Then again, silence settles over them. Younger, he would never had thought words could hurt so much; but they do, opening gashes and slashes, sucking oxygen from the lungs, grinding bones into dust. Neither of them can say much without it becoming _too_ much. Sirius feels like he is on the shore of a limitless ocean he poured himself and that he now needs to empty. It's too much; it's not enough.

Maybe they can't be fixed.

“I'm so tired,” Remus murmurs. His fists are balled up so tight his knuckles are white. “Before the war, I was already so tired with what my life was, so worn out by all the obstacles I had to overcome all the time, but now… Now, I'm just.” He shakes his head, eyes closed. “I can't.”

“I know,” Sirius whispers back.

And that's it, isn't it. They feel old, they feel tired, they feel like they can't do it any more.

They're twenty-two.

“I feel. Broken,” Sirius stammers. Remus opens his eyes and looks at him, really _looks_ at him. “Shattered. Like I was smashed in a million pieces that can't be glued back together.”

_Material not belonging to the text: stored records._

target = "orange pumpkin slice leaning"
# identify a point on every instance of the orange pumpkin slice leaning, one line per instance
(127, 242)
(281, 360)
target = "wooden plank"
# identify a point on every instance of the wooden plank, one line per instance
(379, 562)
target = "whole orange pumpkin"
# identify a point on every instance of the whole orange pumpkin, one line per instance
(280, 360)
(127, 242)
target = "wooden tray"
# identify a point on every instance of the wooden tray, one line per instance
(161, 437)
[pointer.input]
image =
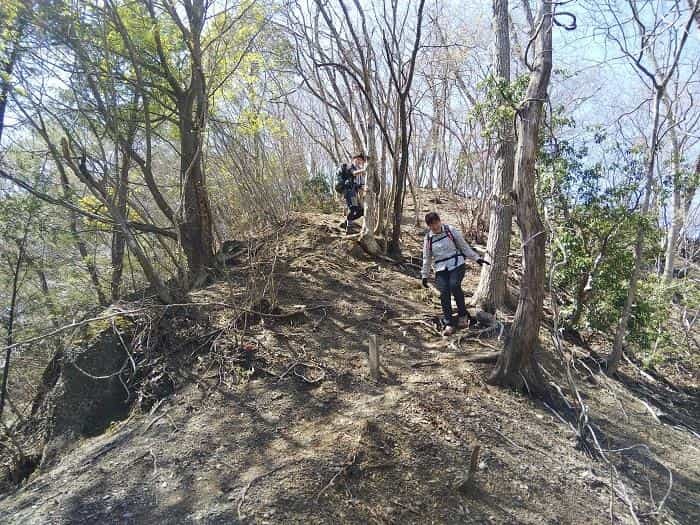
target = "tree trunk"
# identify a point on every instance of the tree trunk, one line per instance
(196, 228)
(400, 173)
(678, 213)
(615, 356)
(516, 366)
(370, 223)
(118, 240)
(492, 290)
(11, 319)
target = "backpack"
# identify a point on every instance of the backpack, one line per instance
(341, 177)
(449, 235)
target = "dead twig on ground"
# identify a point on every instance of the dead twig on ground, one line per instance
(258, 478)
(342, 470)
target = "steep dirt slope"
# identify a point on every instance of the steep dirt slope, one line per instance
(296, 430)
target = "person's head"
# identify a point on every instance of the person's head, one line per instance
(432, 219)
(359, 160)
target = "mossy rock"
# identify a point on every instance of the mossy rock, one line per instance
(82, 392)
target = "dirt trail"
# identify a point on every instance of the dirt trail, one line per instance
(282, 447)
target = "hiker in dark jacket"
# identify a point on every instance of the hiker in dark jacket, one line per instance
(445, 247)
(352, 184)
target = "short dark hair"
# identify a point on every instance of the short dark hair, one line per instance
(431, 217)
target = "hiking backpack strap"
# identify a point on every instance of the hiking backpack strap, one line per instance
(449, 235)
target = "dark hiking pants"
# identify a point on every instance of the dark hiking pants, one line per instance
(354, 209)
(449, 282)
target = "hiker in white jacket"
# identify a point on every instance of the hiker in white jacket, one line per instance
(445, 247)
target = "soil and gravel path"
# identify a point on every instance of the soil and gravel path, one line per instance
(310, 436)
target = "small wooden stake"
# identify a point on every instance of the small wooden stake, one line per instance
(373, 357)
(466, 484)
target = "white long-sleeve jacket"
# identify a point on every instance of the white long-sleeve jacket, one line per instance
(440, 250)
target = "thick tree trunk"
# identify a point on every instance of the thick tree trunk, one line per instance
(196, 228)
(492, 290)
(516, 366)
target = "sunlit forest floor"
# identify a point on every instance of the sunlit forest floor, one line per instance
(279, 421)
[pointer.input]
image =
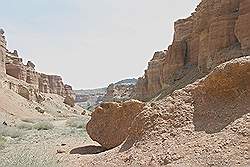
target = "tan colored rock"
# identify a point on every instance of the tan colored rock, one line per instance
(24, 92)
(110, 122)
(201, 42)
(2, 54)
(202, 124)
(243, 23)
(69, 101)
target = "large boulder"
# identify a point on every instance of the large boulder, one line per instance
(69, 101)
(110, 122)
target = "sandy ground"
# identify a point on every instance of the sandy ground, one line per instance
(64, 143)
(61, 146)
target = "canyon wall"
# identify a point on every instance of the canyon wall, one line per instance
(2, 54)
(216, 32)
(25, 80)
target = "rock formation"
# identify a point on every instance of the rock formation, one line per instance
(2, 54)
(203, 124)
(120, 91)
(216, 32)
(110, 122)
(31, 82)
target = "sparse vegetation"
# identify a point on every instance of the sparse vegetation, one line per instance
(12, 132)
(2, 142)
(29, 120)
(24, 125)
(75, 122)
(43, 125)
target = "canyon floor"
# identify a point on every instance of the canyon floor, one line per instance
(61, 145)
(56, 137)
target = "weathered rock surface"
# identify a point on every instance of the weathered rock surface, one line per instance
(69, 100)
(243, 23)
(34, 82)
(118, 92)
(110, 122)
(203, 124)
(216, 32)
(2, 54)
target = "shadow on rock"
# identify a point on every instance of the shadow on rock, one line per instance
(88, 150)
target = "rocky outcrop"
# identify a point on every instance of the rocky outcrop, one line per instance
(242, 25)
(120, 91)
(2, 54)
(33, 81)
(216, 32)
(110, 122)
(203, 124)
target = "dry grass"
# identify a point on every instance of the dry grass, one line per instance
(76, 122)
(12, 132)
(43, 125)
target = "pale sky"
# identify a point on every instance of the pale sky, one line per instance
(91, 43)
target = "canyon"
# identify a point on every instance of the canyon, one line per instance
(196, 93)
(190, 108)
(215, 33)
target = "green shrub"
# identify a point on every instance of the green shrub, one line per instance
(24, 125)
(75, 123)
(43, 125)
(2, 140)
(12, 132)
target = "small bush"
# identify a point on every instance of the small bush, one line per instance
(2, 140)
(24, 125)
(12, 132)
(43, 125)
(75, 122)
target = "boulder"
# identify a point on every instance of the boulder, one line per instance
(69, 101)
(216, 32)
(24, 92)
(110, 122)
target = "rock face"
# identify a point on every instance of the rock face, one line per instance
(203, 124)
(243, 23)
(120, 91)
(2, 54)
(110, 122)
(216, 32)
(33, 81)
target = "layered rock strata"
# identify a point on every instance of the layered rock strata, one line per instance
(110, 122)
(29, 83)
(216, 32)
(204, 124)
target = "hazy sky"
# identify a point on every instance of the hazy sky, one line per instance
(91, 43)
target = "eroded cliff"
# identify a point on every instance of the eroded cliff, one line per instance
(216, 32)
(24, 79)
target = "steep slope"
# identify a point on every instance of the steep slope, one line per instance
(204, 124)
(216, 32)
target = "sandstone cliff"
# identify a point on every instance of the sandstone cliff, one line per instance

The wind picks up, carrying the roar of the ocean with a renewed force, fallen leaves drifting up in the air where the house doesn't stop the current.

“I'm sorry," Sirius says.

"It doesn't really change anything, does it."

"No, but I want you to know. I want… I need to say it."

"You just did."

"I'm sorry,” he repeats. An empty apology. It feels awfully familiar. But Remus gulps and nods in acknowledgement. They watch the wind carry dry leaves and twigs over the low stone wall and beyond. Sirius shivers. Without his jacket, his shirt is the only barrier between his skin and the late summer evening.

“It's the end of summer,” he comments uselessly. Remus shakes his head, the hint of a fond smile playing at the corner of his lips.

“Up here, it's rather the beginning of autumn. And autumn is quite a beautiful season,” he adds after a pause. The ghost of a smile is still there, quivering on his mouth and in his eyes, where it somehow manages not to be drowned by the pond of sorrow resting there. Sirius tentatively puts his right hand on the table, palm turned upwards. Remus stares at it for a long moment before covering it with his own, making Sirius's heart stutter.

“My hands are cold,” Remus breathes.

“They always are,” he answers.

 

 

* * *

 

 

**Author's Note:**

> Thank you all for reading. Don't forget feedback :P  
> (If you want to know, I've always situated Remus's childhood home in Northumberland. I have no idea why, I've never even been there, I know what it looks like because I googled it, I'm sorry. It doesn't really matter, just explains the sea and the "up here" comment.)


End file.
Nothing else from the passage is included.